Creating equitable access to the global financial system
js-stellar-sdk
js-stellar-sdk is a Javascript library for communicating with a
Stellar Horizon server.
It is used for building Stellar apps either on Node.js or in the browser.
It provides:
- a networking layer API for Horizon endpoints.
- facilities for building and signing transactions, for communicating with a
Stellar Horizon instance, and for submitting transactions or querying network
history.
stellar-sdk vs stellar-base
stellar-sdk is a high-level library that serves as client-side API for Horizon.
stellar-base is lower-level
library for creating Stellar primitive constructs via XDR helpers and wrappers.
Most people will want stellar-sdk instead of stellar-base.

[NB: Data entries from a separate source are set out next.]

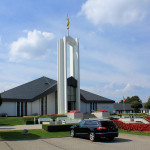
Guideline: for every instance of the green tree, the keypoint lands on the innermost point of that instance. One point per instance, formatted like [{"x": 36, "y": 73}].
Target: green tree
[
  {"x": 127, "y": 100},
  {"x": 136, "y": 105},
  {"x": 0, "y": 100},
  {"x": 147, "y": 104}
]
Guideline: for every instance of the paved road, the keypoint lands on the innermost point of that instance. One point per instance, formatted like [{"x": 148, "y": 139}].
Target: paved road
[
  {"x": 124, "y": 142},
  {"x": 20, "y": 127}
]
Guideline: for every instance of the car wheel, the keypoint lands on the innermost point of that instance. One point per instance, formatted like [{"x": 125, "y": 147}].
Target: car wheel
[
  {"x": 72, "y": 133},
  {"x": 92, "y": 136},
  {"x": 111, "y": 138}
]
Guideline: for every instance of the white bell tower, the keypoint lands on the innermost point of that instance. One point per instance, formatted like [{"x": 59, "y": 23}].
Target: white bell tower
[{"x": 62, "y": 72}]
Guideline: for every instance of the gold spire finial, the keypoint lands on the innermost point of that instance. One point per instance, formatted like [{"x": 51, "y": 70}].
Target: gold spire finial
[{"x": 68, "y": 23}]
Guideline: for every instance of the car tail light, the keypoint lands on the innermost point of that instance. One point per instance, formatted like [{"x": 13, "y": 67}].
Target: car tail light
[{"x": 101, "y": 128}]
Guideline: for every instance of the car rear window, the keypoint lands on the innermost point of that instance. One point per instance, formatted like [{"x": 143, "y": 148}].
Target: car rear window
[{"x": 107, "y": 123}]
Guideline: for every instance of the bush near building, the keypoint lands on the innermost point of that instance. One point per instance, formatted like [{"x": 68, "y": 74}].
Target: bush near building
[
  {"x": 57, "y": 128},
  {"x": 131, "y": 126}
]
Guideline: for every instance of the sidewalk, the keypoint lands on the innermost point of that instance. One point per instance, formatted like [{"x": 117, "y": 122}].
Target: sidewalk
[{"x": 20, "y": 127}]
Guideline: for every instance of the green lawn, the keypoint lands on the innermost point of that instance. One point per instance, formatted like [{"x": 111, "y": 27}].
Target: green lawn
[
  {"x": 144, "y": 133},
  {"x": 33, "y": 134},
  {"x": 11, "y": 121}
]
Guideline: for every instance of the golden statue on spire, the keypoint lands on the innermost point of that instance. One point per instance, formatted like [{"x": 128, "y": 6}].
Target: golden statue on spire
[{"x": 68, "y": 23}]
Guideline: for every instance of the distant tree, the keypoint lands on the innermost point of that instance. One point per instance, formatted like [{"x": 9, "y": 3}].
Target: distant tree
[
  {"x": 147, "y": 104},
  {"x": 136, "y": 105},
  {"x": 127, "y": 100},
  {"x": 0, "y": 100}
]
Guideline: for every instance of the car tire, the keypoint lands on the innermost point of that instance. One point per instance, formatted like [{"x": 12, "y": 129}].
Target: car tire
[
  {"x": 111, "y": 138},
  {"x": 92, "y": 136},
  {"x": 72, "y": 133}
]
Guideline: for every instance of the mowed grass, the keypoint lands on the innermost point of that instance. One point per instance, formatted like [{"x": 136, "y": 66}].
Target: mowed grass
[
  {"x": 143, "y": 133},
  {"x": 32, "y": 134},
  {"x": 11, "y": 121}
]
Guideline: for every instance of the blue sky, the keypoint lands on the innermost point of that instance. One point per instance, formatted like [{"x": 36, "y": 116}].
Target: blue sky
[{"x": 114, "y": 41}]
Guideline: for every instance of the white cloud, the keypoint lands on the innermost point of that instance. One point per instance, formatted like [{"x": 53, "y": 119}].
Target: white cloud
[
  {"x": 35, "y": 45},
  {"x": 115, "y": 11}
]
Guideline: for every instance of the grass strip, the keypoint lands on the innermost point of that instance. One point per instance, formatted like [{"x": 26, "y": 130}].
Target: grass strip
[
  {"x": 32, "y": 134},
  {"x": 143, "y": 133},
  {"x": 11, "y": 121}
]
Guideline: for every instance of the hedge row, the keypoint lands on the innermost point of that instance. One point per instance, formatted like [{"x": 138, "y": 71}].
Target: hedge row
[
  {"x": 57, "y": 128},
  {"x": 131, "y": 126},
  {"x": 30, "y": 119}
]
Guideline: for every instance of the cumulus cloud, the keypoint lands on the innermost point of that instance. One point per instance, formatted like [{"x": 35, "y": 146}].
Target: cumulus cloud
[
  {"x": 115, "y": 11},
  {"x": 35, "y": 45}
]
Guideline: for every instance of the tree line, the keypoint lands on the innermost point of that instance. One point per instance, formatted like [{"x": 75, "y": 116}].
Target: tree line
[{"x": 136, "y": 103}]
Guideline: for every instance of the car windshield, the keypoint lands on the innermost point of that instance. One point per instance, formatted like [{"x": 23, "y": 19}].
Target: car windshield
[{"x": 107, "y": 124}]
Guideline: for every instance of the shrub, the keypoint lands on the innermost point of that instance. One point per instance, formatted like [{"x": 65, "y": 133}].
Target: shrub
[
  {"x": 3, "y": 115},
  {"x": 57, "y": 128},
  {"x": 75, "y": 111},
  {"x": 131, "y": 126},
  {"x": 101, "y": 111}
]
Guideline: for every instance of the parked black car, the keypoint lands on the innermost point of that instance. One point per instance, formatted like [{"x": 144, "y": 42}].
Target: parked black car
[{"x": 95, "y": 128}]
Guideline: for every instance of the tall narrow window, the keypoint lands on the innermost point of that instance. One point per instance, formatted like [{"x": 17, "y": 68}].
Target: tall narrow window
[
  {"x": 41, "y": 106},
  {"x": 22, "y": 109},
  {"x": 18, "y": 109},
  {"x": 25, "y": 108},
  {"x": 45, "y": 104}
]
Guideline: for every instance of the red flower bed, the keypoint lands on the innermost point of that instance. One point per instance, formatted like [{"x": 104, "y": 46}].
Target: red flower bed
[
  {"x": 131, "y": 126},
  {"x": 147, "y": 118},
  {"x": 101, "y": 111},
  {"x": 74, "y": 111}
]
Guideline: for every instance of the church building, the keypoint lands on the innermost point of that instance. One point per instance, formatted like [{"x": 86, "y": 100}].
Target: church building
[{"x": 47, "y": 96}]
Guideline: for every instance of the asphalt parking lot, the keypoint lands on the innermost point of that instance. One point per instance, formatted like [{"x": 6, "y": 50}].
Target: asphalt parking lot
[{"x": 123, "y": 142}]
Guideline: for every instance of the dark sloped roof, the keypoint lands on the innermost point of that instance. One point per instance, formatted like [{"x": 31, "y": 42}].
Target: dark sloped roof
[
  {"x": 29, "y": 90},
  {"x": 43, "y": 86},
  {"x": 91, "y": 97},
  {"x": 121, "y": 106}
]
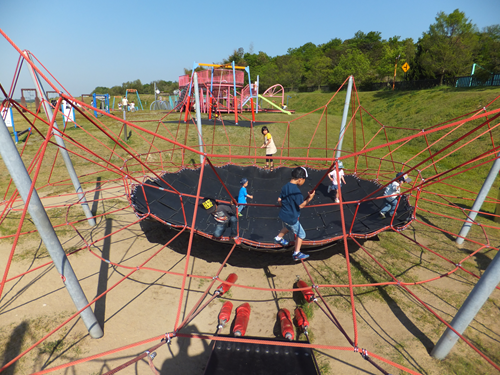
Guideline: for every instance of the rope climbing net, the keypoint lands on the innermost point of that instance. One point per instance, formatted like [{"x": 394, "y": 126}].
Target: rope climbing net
[{"x": 137, "y": 256}]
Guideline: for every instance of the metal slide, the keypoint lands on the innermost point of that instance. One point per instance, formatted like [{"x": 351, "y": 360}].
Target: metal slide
[{"x": 274, "y": 105}]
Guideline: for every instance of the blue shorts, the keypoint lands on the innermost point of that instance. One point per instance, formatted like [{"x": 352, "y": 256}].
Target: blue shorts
[{"x": 296, "y": 229}]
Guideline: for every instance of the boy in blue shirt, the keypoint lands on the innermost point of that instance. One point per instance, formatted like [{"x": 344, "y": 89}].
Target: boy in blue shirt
[
  {"x": 242, "y": 196},
  {"x": 291, "y": 202}
]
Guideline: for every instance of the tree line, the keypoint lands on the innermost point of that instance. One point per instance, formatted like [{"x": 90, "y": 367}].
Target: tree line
[
  {"x": 147, "y": 88},
  {"x": 448, "y": 49}
]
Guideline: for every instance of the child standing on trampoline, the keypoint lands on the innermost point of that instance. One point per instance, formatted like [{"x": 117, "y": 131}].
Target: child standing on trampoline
[
  {"x": 270, "y": 147},
  {"x": 335, "y": 184},
  {"x": 242, "y": 196},
  {"x": 392, "y": 191},
  {"x": 291, "y": 202}
]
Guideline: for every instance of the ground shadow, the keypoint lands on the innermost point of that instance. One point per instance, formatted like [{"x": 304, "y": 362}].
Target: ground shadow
[
  {"x": 14, "y": 347},
  {"x": 396, "y": 310},
  {"x": 183, "y": 362}
]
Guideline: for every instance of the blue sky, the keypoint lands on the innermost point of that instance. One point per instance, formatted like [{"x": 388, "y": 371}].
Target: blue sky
[{"x": 106, "y": 43}]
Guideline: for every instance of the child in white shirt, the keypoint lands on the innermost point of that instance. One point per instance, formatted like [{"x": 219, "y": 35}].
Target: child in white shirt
[{"x": 333, "y": 179}]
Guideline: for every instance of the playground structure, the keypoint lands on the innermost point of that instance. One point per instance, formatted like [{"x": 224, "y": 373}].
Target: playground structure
[
  {"x": 32, "y": 97},
  {"x": 169, "y": 147},
  {"x": 131, "y": 104},
  {"x": 222, "y": 90}
]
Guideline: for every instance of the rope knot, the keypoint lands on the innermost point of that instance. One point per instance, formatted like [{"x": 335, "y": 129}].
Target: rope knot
[{"x": 364, "y": 353}]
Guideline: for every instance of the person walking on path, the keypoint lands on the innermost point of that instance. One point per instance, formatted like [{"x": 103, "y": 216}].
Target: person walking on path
[{"x": 270, "y": 147}]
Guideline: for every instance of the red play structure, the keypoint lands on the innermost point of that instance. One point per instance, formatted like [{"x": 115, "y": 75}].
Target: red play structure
[{"x": 222, "y": 89}]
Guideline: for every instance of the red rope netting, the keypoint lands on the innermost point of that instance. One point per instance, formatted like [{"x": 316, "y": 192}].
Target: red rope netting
[{"x": 108, "y": 167}]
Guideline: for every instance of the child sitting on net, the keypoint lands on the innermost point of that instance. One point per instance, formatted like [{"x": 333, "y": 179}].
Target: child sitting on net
[{"x": 334, "y": 182}]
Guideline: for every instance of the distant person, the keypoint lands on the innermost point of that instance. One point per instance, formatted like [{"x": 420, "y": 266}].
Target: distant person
[
  {"x": 243, "y": 195},
  {"x": 392, "y": 192},
  {"x": 334, "y": 183},
  {"x": 224, "y": 215},
  {"x": 270, "y": 147},
  {"x": 215, "y": 111},
  {"x": 291, "y": 202},
  {"x": 124, "y": 103}
]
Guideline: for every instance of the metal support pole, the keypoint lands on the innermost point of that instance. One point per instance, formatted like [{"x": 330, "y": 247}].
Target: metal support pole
[
  {"x": 344, "y": 117},
  {"x": 485, "y": 189},
  {"x": 125, "y": 130},
  {"x": 257, "y": 94},
  {"x": 474, "y": 302},
  {"x": 21, "y": 178},
  {"x": 198, "y": 116},
  {"x": 62, "y": 147}
]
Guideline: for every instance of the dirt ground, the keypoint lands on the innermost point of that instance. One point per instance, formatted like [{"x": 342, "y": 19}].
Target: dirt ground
[{"x": 143, "y": 304}]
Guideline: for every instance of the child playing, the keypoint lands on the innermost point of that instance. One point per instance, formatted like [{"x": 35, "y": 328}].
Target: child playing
[
  {"x": 291, "y": 202},
  {"x": 225, "y": 216},
  {"x": 270, "y": 147},
  {"x": 242, "y": 196},
  {"x": 335, "y": 184},
  {"x": 392, "y": 191}
]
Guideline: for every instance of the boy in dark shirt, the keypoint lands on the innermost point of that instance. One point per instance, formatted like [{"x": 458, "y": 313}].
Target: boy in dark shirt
[
  {"x": 224, "y": 215},
  {"x": 291, "y": 202}
]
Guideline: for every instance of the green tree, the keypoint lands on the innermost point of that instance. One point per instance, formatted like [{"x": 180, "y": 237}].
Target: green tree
[
  {"x": 489, "y": 54},
  {"x": 320, "y": 69},
  {"x": 290, "y": 71},
  {"x": 355, "y": 63},
  {"x": 449, "y": 47}
]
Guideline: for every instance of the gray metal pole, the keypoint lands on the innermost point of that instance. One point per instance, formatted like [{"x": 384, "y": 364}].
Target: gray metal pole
[
  {"x": 474, "y": 302},
  {"x": 62, "y": 147},
  {"x": 483, "y": 193},
  {"x": 21, "y": 178},
  {"x": 198, "y": 116},
  {"x": 344, "y": 117}
]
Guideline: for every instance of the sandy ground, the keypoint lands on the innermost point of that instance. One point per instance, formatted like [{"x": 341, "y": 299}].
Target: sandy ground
[{"x": 144, "y": 304}]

You should only
use stellar-base if you know what you're doing!
If you add stellar-sdk
to a project, do not add stellar-base
! Mis-matching
versions could cause weird, hard-to-find bugs. stellar-sdk
automatically
installs stellar-base
and exposes all of its exports in case you need them.
Important! The Node.js version of the stellar-base
(stellar-sdk
dependency) package
uses the sodium-native
package as
an optional dependency. sodium-native
is
a low level binding to libsodium,
(an implementation of Ed25519 signatures).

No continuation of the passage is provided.